A research firm has escalated its sales estimates from 65 million to between 70 million and 75 million, mostly because of the recall of the Samsung Galaxy Note 7 and the dual-camera feature in the iPhone 7 Plus.
However, the analyst firm believes artificial scarcity explains carrier reports of sell-outs and strong consumer demand, with both factors “not entirely due to market demand.” KGI points to market share gains from carriers due to promotions inflating numbers, as well as a larger amount of launch countries spreading out stocks leading to depleted inventories world-wide.
Kuo points to low yields on the jet black casing, between 60 and 70 percent, as another reason for low stock of the desired iPhone 7 Plus. KGI is suggesting investors take profit now on near-term stock highs.
On Sept. 20, multiple South Korean analysts had a different viewpoint. In a combined report, Song Eun-jeong from Hi Investment & Securities believed that Apple can seize the top position in the premium smartphone market on the strength of the carrier promotions that KGI derided.
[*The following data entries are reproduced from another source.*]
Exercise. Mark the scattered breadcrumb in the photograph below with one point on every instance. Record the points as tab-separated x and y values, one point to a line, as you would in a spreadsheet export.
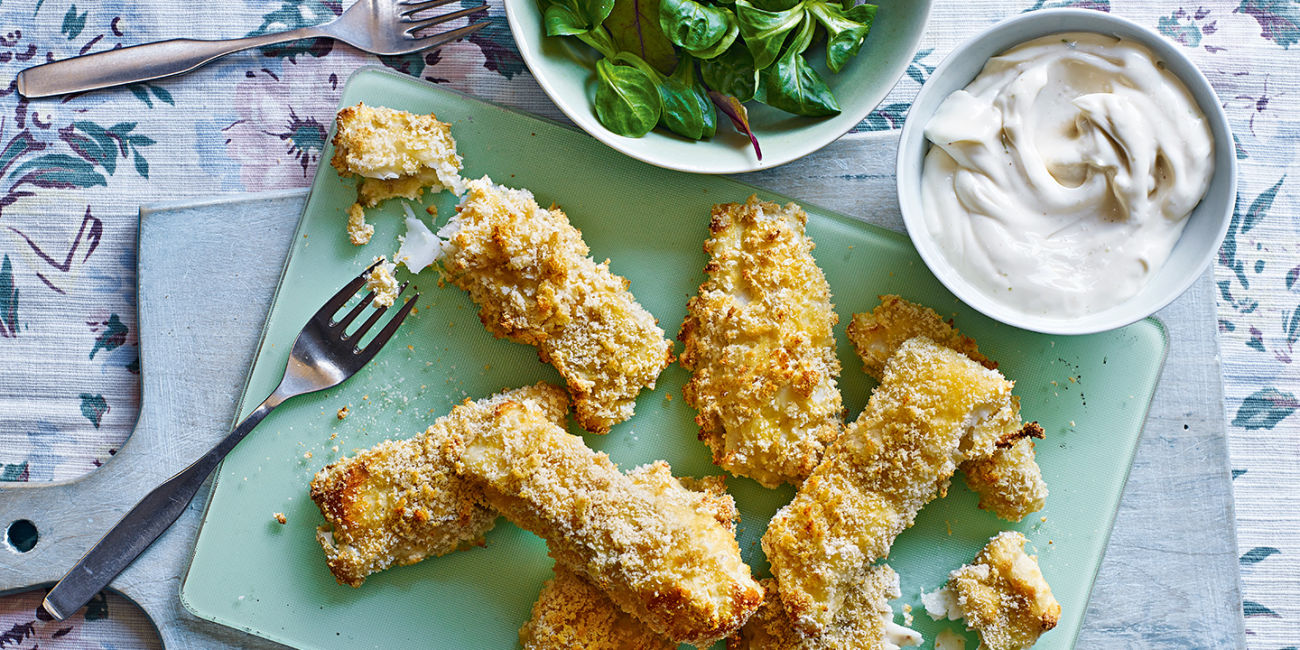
571	612
381	281
759	343
358	230
949	640
534	282
863	623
In the same report, IBK Investment & Securities analyst Lee Seung-woo revealed that South Korean suppliers had orders for components to build 80 to 85 million iPhone 7 units pre-launch, with an increase of 17 percent to 25 percent recently, pushing quantities over 100 million phones before the end of the year.
T-Mobile Chief Executive John Legere declared demand for the iPhone 7 a “phenomenon,” and said that preorders up to Sept. 12 had been “like four times bigger than the iPhone 6.”